Ela também anuncia, para o ano que vem, a retomada do projeto pedagógico do Bloco Escola, que foi interrompido na década de 1990. “Vamos atuar na formação continuada dos profissionais e públicos nos campos artístico e cultural, oferecendo cursos e seminários em temas como artes visuais, curadoria, gestão cultural e audiovisual.”
Ao refletir sobre todos esses trabalhos e esforços, Keyna considera a presença de tantas mulheres na linha frente um ineditismo para o museu, para o Rio e até mesmo para América Latina. “Isso é raro e, obviamente, mexe com dinâmicas internas e externas”, afirma a única carioca do grupo.

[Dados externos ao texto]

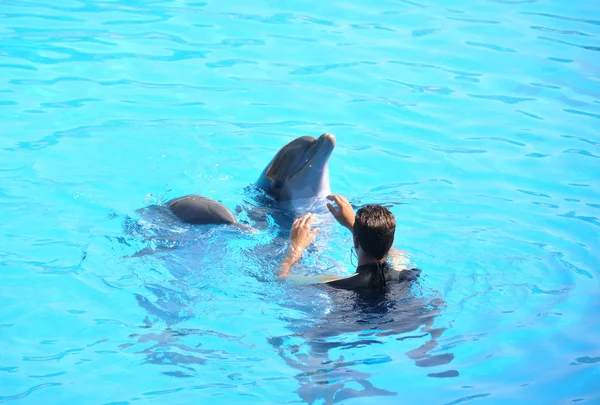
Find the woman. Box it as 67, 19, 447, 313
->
279, 194, 420, 289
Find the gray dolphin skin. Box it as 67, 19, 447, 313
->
167, 195, 237, 225
167, 133, 336, 224
255, 133, 336, 203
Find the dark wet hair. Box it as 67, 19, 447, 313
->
353, 204, 396, 260
353, 205, 396, 289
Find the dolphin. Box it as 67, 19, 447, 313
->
166, 132, 336, 225
122, 133, 337, 257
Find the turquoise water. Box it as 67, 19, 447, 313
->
1, 0, 599, 403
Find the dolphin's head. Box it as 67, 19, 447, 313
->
256, 133, 336, 201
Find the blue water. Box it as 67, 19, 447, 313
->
1, 0, 600, 403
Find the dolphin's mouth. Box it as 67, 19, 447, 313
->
289, 133, 336, 180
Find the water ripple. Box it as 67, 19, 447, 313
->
563, 109, 600, 120
465, 41, 517, 53
517, 189, 552, 198
40, 98, 101, 109
205, 59, 257, 68
530, 26, 592, 36
447, 17, 499, 24
0, 12, 85, 22
386, 79, 454, 95
0, 383, 61, 403
517, 110, 544, 120
412, 28, 440, 37
563, 149, 599, 159
3, 45, 209, 63
289, 62, 361, 75
558, 211, 600, 228
388, 60, 482, 82
0, 63, 37, 71
9, 77, 245, 92
539, 36, 600, 52
468, 137, 526, 147
572, 356, 600, 365
29, 371, 68, 379
467, 94, 536, 104
445, 393, 491, 405
521, 12, 600, 26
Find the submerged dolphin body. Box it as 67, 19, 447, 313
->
124, 133, 337, 258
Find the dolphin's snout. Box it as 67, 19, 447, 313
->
319, 133, 336, 147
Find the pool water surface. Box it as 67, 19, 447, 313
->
1, 0, 599, 404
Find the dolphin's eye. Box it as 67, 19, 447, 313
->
273, 181, 283, 189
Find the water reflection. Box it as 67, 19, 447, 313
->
115, 205, 455, 403
270, 282, 455, 403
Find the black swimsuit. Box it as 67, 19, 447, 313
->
325, 261, 421, 290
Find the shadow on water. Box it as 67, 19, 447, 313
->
269, 282, 454, 404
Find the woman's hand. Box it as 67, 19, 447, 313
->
290, 213, 320, 251
326, 194, 355, 231
279, 213, 319, 279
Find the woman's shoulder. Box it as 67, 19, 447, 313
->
324, 272, 369, 289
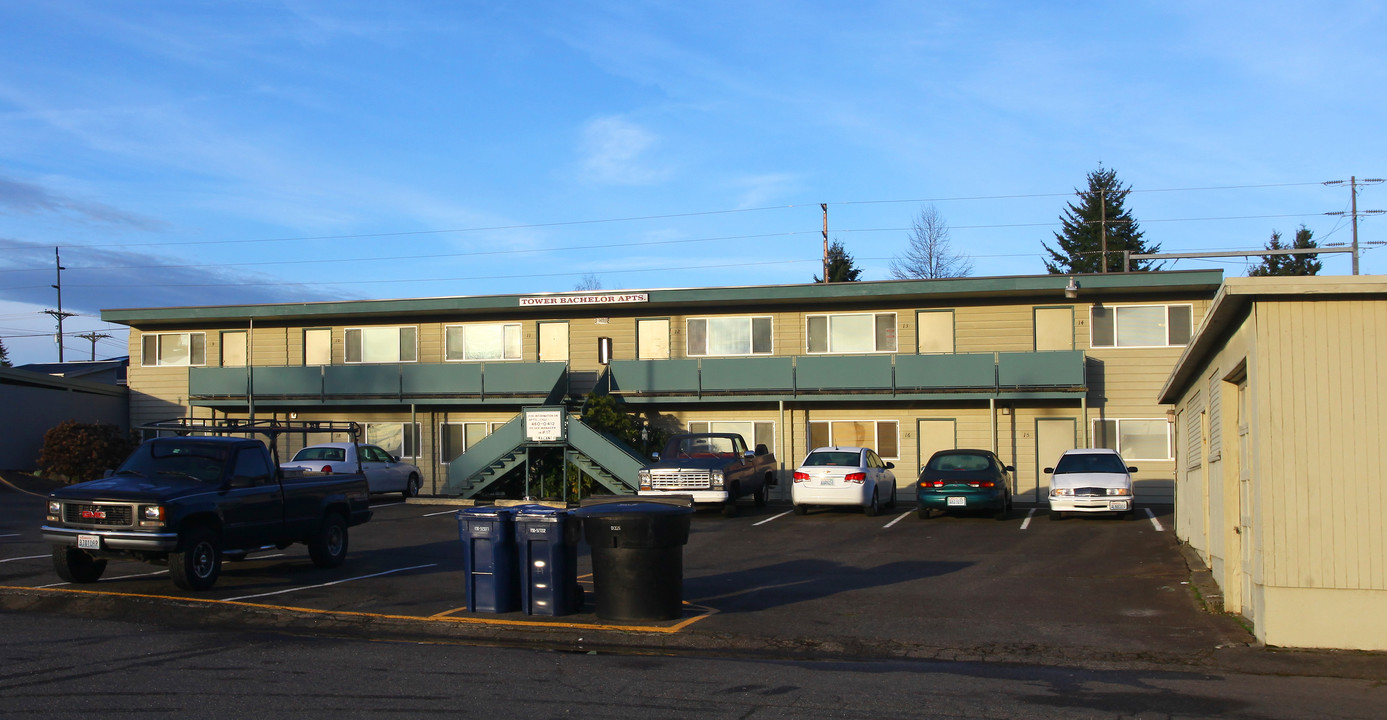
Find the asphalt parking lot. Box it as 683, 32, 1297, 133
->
1, 474, 1273, 671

Nascida em Vila Isabel, ela é formada em Filosofia, mestre em História da Arte, atua como professora da Escola de Artes Visuais (EAV) do Parque Lage e já assinou curadorias de exposições em diferentes cantos do mundo. “O meu currículo não é natural para mulheres e mulheres pretas, assim como estar no lugar onde estou”, diz ela, que opta por responder a qualquer estranhamento que isso posa causar em terceiros “com humor”. Enquanto isso, defende também um sistema de trabalho essencialmente pautado na coletividade. “Não acredito em dinâmica única, no grande herói que dá seu sangue e suor. Quero sair do MAM ainda mais nova e gata do que entrei.”